Rebecca Cheptegei, a long-distance runner from Uganda who competed in the women's marathon at the recent Summer Olympics in Paris, has died days after being doused in gasoline and then set on fire by her partner. She was 33.

Cheptegei was attacked Monday at her home in Trans Nzoia County in Kenya. Police commander Jeremiah ole Kosiom told the media that Cheptegei's partner, Dickson Ndiema, bought a can of gasoline, poured it over her during an argument, and then lit her on fire.

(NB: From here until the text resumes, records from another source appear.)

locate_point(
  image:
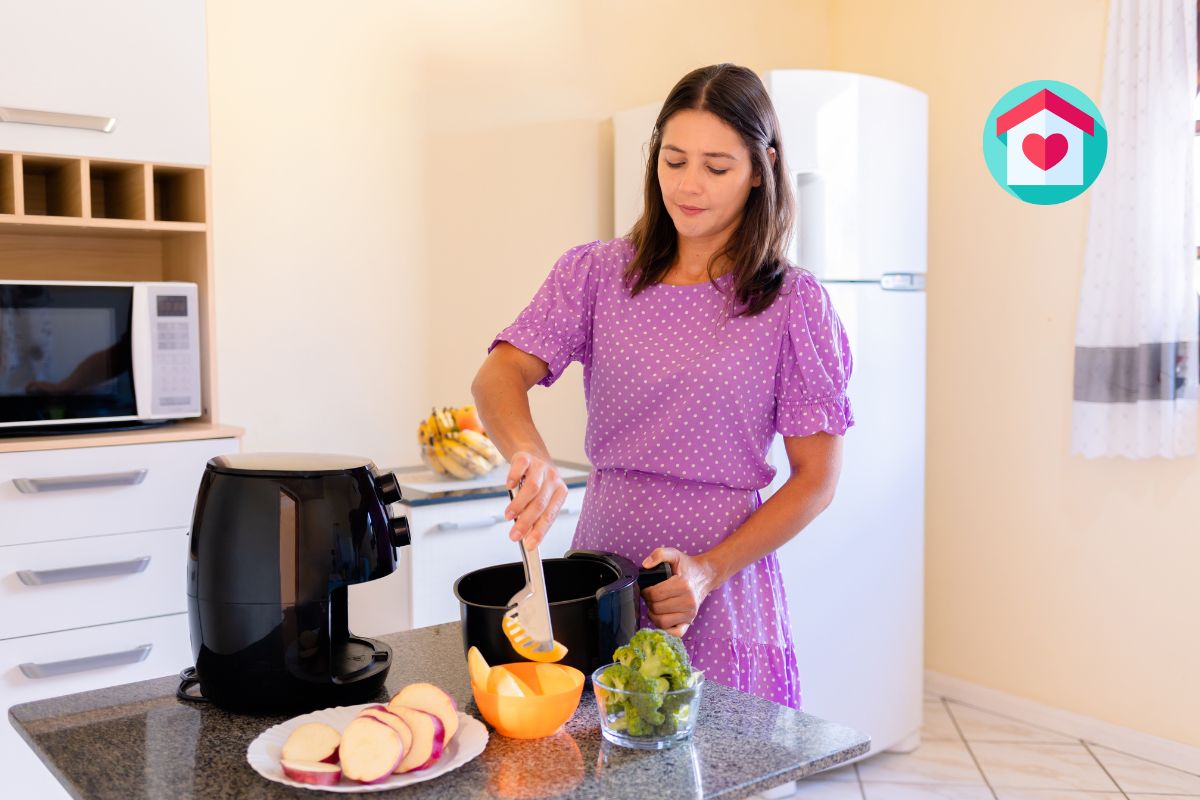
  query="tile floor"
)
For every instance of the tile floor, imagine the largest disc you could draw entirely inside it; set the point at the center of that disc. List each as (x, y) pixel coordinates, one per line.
(967, 753)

Cheptegei was quickly brought to Moi Teaching and Referral Hospital in the city of Eldoret. She arrived fully sedated with burns over 80% of her body. Hospital spokesperson Owen Menach said Thursday that Cheptegei died earlier that morning of multiple organ failures.

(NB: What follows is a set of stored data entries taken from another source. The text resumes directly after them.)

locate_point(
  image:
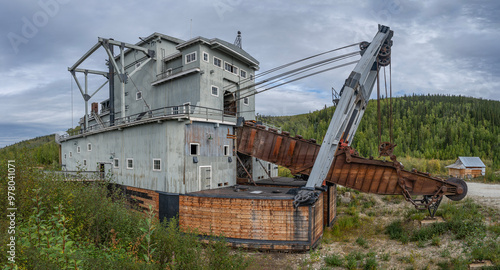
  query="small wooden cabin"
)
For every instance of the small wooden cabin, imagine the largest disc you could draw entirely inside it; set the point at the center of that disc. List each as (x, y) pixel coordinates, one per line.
(467, 167)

Ndiema also sustained burns and is receiving treatment at the same hospital.

Rebecca's father, Joseph Cheptegei, said via the Associated Press that his daughter was "very supportive" and he wants her killer brought to justice.

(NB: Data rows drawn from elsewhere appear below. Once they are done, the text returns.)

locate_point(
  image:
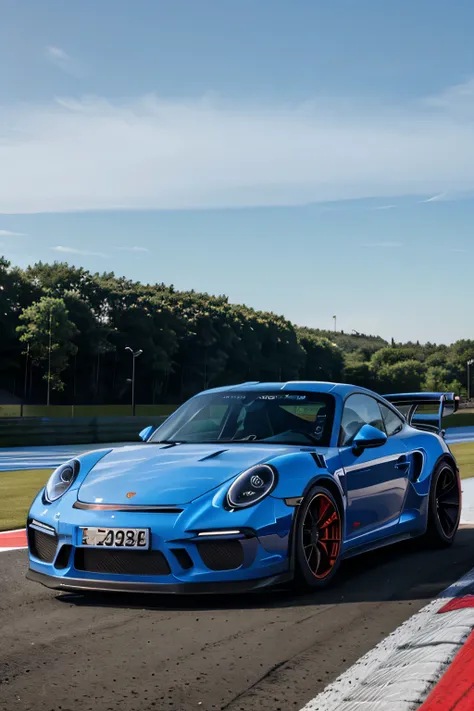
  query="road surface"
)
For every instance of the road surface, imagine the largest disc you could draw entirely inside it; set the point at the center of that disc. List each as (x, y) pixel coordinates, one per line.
(266, 652)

“As it is now, the criminal who harmed my daughter is a murderer and I am yet to see what the security officials are doing,” he said. “He is still free and might even flee.”

Stats on violence against women, especially intimate partner violence, in Kenya are staggering. According to the government, nearly 34% of Kenyan girls and women aged 15-49 years have suffered physical violence, with that number rising to 41% among married women.

Cheptegei is the third Ugandan female elite athlete since 2021 to have died in an attack from an intimate partner. Up-and-coming runner Agnes Tirop, only 25, was found dead in her home in 2021 from multiple stab wounds. The case is ongoing, but her husband Ibrahim Rotich has been charged with her killing and has pleaded not guilty. In 2022, the decomposing body of Ugandan-born Bahrain runner Damaris Muthee was found at the home of an Ethiopian runner. A postmortem report revealed she was strangled. The Ethiopian runner is the main suspect in her death, but he has not yet been apprehended.

Fellow Ugandan athlete James Kirwa, who visited Cheptegai in the hospital, had wonderful things to say about his close friend, telling the BBC she "was a very affable person. [She] helped us all even financially and she brought me training shoes when she came back from the Olympics. She was like an older sister to me."